Keathley is thoroughly professional, and so does he regard his stage. “The Ivanhoe is not a dinner playhouse in the sense that Candlelight or Pheasant Run is. We do a much more serious type of play at the Ivanhoe. None of these sillyass comedies whose main an sometimes only attraction is a big name. That kind of thing is very slick, very commercial, and it may be successful at the box office. But it’s not good theatre. The Ivanhoe is not a dinner playhouse; it’s a theatre with a restaurant next door.”
Of the highly successful comedy, Status Quo Vadis, which recently closed its six-month, record-setting run, Keathley observes, “It’s good comedy, and yet it’s a gutsy kind of play. It makes you laugh and yet it does so in a very forcible way. It says something; it tells the playgoer something about himself and his society. It’s not at all the light kind of slapstick that’s often passed off as good comedy.”

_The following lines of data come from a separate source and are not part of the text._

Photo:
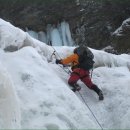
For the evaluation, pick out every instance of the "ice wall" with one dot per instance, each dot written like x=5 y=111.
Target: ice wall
x=56 y=35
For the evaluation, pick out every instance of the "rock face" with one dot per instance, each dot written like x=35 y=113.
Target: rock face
x=91 y=22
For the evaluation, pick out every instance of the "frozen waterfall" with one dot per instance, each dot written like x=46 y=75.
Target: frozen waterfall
x=59 y=35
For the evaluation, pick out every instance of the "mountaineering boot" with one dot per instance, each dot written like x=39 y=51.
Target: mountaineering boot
x=78 y=88
x=101 y=97
x=98 y=91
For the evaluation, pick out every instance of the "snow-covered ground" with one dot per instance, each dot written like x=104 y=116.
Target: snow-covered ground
x=34 y=91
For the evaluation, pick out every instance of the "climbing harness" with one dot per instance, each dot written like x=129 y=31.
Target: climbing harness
x=69 y=72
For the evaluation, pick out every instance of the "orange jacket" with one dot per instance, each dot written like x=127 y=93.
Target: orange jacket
x=73 y=59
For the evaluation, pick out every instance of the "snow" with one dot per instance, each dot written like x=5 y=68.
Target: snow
x=34 y=93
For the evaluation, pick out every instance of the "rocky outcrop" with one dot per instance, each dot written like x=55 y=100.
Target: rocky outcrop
x=91 y=22
x=121 y=37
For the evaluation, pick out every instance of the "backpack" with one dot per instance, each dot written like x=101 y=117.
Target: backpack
x=85 y=58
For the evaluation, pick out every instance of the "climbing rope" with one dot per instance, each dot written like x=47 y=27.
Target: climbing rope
x=90 y=110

While the current production at the Ivanhoe, House of the Blue Leaves, is also strong comedy, the majority of plays which Keathley chooses for production are serious, contemporary tragedies. “I am honestly more attracted to the tragic,” says Keathley. The Pulitzer Prize winning The Effect of Gamma Rays on Man-in-the-Moon Marigolds which opened in January, 1971, was an exceptionally well staged drama of the tragic failure of a middle aged mother of two girls to be either mother to them or woman to herself. Out Cry, Tennessee Williams’ somewhat undisciplined howl of personal fear, was given its world premiere at Keathley’s Ivanhoe in July, 1971. And again in the tragic vein, Edward Albee’s tormented Who’s Afraid of Virginia Woolf played to stunned audiences during the fall of 1970.
In interview, Keathley discussed a range of theatre topics.
Q: How do you explain the success of your work? Do you have some kind of formula with which you approach a new production?
“Not really. I work very had to try to get the very best that my actors have to offer … as long as it serves the play. The actor has to be cast reasonably well, and he’s got to be allowed to develop as best he can. By ‘best he can’ I mean guided in the way that’s best for him—again, all on the terms of the play.
“When everybody understands a play from the same point of view, when everyone involved can make a contribution toward that same point of view, then the production becomes one, a whole. And, it can be difficult to get everyone involved with a play to see it from the same point of view. As a director you must be very subtle in implanting ideas in an actor’s head about a play, and still not make it a challenge to the actor. A lot of directors will challenge an actor, and it becomes a conflict between them. This happens often, often, often … most of the time. If you can get an idea across so that the actor thinks it’s his … and it becomes his … then without question, he’s going to contribute to the success of a play.”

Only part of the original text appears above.